TAA actions begin with a petition from the affected workers, the company, a union or other authorized representative, or a public agency (usually the state employment agency — in Tennessee, the Department of Labor and Workforce Development). The Labor Department's Office of the TAA then examines the petition. If it is found to have merit, the TAA office issues a certification to that effect, and workers are eligible under the program's auspices. There is some dispute about the true relation between TAA petitions and international trade. Some argue that the number of petitions is inflated because firms and workers will seek help under the TAA even if trade was not really the primary problem. Others respond that the difficulty and length of the TAA process instead leads to fewer petitions than objective trade conditions would warrant. Without trying to judge this argument, one can say minimally that a TAA petition results from some kind of economic hardship and thus, in the aggregate, is signaling . This is probably true even if the petition is rejected. Rejections are based not on hardship itself, but upon the demonstration of trade as the cause.

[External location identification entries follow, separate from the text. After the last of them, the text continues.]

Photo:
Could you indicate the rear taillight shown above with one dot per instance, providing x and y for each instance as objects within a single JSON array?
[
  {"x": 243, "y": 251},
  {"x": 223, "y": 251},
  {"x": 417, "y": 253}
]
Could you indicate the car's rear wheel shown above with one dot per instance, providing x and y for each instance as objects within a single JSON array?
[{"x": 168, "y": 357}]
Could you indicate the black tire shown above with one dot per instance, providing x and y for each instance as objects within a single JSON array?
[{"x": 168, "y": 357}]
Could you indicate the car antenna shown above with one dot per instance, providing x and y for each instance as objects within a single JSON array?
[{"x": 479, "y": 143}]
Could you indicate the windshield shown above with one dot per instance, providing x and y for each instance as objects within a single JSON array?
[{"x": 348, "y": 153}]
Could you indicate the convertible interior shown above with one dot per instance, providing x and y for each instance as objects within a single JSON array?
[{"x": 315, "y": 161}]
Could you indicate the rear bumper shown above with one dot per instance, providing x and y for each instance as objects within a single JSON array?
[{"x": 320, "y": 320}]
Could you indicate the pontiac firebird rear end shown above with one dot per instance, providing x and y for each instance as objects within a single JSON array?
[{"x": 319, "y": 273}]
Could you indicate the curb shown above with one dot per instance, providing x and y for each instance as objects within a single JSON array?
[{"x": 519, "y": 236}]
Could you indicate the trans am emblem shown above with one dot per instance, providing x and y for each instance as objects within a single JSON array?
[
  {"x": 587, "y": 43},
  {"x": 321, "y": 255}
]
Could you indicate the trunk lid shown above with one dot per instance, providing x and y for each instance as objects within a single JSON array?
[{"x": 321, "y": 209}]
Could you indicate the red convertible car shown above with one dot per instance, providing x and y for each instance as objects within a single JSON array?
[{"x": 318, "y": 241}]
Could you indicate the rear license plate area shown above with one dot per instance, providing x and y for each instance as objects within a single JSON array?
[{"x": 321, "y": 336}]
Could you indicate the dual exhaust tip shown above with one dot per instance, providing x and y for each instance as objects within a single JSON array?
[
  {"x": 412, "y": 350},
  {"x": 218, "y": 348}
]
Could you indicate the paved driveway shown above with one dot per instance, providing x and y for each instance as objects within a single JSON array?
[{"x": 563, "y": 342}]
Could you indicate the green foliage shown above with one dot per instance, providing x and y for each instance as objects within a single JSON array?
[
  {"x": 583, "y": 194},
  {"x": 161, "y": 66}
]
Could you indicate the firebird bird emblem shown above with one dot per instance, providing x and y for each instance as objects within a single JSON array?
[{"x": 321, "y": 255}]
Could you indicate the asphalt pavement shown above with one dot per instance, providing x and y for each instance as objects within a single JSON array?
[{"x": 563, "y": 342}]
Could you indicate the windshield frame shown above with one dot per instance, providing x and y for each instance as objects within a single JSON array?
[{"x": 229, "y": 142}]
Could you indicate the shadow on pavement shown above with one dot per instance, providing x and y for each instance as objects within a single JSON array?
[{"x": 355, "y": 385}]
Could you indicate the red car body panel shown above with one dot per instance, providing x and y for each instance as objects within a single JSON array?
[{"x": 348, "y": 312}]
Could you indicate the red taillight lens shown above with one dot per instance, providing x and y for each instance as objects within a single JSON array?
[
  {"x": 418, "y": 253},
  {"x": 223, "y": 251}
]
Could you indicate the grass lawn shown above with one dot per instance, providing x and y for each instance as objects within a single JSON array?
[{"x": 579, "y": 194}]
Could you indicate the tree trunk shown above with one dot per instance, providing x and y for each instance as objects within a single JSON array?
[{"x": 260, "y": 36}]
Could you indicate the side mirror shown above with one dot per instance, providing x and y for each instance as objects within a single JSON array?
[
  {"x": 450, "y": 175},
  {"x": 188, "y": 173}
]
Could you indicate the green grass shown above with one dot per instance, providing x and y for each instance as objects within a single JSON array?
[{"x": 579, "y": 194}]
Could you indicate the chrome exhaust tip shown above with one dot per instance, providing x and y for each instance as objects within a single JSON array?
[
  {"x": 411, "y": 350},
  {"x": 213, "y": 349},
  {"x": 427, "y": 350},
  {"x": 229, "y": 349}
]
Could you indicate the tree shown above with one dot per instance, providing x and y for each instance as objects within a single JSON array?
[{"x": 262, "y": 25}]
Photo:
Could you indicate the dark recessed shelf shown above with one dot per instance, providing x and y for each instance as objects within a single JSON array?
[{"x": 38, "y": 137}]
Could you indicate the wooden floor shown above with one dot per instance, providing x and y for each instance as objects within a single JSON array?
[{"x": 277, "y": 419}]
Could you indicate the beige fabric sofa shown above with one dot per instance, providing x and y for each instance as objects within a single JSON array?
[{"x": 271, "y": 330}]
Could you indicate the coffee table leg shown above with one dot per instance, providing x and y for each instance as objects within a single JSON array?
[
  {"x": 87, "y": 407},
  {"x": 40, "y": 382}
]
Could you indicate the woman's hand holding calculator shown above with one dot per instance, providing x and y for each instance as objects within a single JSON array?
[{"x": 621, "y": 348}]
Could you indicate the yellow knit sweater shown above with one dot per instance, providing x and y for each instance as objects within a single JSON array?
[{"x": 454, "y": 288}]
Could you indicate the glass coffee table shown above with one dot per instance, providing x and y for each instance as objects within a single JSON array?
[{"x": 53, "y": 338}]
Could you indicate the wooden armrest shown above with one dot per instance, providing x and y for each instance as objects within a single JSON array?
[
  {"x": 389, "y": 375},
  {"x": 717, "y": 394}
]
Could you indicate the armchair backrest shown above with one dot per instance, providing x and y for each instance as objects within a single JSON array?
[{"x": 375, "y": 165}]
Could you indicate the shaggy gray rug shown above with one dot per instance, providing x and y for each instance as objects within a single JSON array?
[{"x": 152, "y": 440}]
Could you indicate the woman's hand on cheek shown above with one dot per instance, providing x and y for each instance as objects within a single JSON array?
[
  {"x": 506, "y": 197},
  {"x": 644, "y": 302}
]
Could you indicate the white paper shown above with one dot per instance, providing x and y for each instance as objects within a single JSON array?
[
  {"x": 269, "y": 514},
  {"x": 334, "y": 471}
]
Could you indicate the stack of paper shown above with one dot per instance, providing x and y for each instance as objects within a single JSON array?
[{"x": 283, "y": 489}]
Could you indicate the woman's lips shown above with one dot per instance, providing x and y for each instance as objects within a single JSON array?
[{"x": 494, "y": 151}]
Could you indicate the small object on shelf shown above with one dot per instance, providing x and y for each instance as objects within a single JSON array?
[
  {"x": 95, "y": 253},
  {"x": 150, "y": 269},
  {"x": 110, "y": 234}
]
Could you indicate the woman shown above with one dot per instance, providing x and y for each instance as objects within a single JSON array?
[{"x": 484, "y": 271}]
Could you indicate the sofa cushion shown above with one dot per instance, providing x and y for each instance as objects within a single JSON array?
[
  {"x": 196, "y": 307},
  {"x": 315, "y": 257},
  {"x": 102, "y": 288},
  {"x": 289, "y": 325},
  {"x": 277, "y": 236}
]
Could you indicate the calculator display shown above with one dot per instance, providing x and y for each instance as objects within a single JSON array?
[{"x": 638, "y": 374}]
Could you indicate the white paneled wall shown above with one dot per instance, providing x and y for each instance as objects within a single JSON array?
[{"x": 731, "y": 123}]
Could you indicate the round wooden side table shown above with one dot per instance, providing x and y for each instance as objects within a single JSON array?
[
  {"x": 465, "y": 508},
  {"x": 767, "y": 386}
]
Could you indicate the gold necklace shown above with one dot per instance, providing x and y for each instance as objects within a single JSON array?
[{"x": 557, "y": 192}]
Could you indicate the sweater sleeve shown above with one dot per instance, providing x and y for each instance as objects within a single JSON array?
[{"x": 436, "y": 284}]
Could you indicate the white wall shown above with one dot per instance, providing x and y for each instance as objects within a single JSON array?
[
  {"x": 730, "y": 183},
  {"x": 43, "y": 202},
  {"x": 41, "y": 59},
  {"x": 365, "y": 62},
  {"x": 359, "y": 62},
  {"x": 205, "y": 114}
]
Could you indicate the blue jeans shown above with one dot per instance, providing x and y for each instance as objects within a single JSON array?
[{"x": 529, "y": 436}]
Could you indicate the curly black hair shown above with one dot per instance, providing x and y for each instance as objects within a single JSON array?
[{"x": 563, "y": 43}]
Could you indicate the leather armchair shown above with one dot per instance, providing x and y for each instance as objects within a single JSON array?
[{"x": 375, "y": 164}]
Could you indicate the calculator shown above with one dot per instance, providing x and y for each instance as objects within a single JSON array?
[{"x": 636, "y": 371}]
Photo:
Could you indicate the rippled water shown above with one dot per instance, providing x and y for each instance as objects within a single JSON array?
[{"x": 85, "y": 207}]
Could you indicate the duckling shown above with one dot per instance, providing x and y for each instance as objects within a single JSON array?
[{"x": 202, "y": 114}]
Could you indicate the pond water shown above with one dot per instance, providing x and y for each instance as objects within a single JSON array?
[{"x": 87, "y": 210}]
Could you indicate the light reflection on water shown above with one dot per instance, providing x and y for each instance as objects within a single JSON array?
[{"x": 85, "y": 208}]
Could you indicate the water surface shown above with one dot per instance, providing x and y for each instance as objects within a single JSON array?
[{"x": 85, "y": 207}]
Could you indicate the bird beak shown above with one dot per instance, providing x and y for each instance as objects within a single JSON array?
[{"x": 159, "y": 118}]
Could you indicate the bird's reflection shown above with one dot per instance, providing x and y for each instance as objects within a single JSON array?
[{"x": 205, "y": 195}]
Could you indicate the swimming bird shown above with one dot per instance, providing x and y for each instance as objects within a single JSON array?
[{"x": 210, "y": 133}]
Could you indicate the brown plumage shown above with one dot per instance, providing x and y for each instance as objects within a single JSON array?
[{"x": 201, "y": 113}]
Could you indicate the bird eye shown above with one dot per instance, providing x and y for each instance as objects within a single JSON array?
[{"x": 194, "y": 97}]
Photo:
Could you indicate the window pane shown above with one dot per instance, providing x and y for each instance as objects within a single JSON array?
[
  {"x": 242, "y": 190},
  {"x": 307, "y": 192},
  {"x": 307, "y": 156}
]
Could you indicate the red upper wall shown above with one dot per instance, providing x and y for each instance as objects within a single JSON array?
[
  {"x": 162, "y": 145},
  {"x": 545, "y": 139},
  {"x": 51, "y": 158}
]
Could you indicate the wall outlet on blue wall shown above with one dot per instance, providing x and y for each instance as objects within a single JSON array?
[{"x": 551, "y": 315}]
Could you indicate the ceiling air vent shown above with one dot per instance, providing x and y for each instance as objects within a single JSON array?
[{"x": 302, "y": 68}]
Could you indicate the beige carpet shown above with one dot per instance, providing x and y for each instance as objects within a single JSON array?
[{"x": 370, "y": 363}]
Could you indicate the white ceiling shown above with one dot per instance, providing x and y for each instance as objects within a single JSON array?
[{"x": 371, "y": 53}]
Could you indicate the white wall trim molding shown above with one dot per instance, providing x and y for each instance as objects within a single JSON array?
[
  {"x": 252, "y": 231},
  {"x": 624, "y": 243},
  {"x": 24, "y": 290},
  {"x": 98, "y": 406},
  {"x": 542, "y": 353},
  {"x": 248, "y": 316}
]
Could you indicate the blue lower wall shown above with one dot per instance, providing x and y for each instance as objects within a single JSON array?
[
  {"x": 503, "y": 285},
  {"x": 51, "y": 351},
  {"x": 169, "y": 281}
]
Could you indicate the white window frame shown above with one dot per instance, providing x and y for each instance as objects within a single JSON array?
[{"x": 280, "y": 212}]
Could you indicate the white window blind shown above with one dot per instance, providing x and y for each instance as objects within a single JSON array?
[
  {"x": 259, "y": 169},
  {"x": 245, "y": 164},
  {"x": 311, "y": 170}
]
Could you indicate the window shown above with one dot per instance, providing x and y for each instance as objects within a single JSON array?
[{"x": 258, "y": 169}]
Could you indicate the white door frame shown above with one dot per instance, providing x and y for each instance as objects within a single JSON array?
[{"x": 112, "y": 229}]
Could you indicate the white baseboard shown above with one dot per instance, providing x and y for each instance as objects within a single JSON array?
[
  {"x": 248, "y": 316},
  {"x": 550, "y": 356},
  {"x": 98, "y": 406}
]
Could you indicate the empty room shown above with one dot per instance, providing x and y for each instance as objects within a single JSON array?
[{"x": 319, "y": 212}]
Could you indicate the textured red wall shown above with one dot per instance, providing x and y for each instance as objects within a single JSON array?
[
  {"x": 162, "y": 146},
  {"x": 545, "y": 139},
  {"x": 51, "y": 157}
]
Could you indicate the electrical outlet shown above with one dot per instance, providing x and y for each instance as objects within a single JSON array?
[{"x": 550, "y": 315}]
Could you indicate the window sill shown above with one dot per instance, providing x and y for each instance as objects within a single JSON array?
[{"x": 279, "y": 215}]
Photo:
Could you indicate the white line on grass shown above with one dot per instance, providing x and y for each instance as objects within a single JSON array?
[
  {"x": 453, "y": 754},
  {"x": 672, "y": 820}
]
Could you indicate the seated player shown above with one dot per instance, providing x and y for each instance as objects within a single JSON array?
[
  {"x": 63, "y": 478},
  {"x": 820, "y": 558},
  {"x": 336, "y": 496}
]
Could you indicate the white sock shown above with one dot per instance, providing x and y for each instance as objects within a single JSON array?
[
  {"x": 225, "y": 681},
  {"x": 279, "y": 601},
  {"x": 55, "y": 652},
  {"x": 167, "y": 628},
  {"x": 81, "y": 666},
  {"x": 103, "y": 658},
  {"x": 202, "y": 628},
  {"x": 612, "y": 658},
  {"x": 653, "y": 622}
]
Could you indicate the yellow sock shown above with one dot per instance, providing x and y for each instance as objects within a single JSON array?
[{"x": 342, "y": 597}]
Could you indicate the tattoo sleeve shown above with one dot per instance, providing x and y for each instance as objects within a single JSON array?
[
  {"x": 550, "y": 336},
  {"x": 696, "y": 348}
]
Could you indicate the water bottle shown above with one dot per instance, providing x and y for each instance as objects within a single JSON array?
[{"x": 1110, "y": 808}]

Over the past three years, 414 TAA petitions have been introduced from the state of Tennessee. Petitions rose sharply beginning in mid-2008, spiking in the middle of 2009. This is not conclusive evidence of increasing difficulties, because a liberalization of the program this past May encouraged additional petitions. On the other hand, why was the program liberalized? Presumably due to worsening economic conditions! Nevertheless, the trajectory of the petitions appears, at the moment, to resemble more a sudden spike than it does a secular increase in petitions. The petitions have amounted to the equivalent of one per year for every 50 Tennessee manufacturing establishments. This is only a rough measure, however, because a minority of petitions falls outside the manufacturing sector (for Tennessee, about 13%) and it is possible for the same firm or group of workers to launch multiple petitions. The Armstrong Woods Products plant in Oneida generated seven petitions over the past three years, the most for any operation, and illustrative of the point.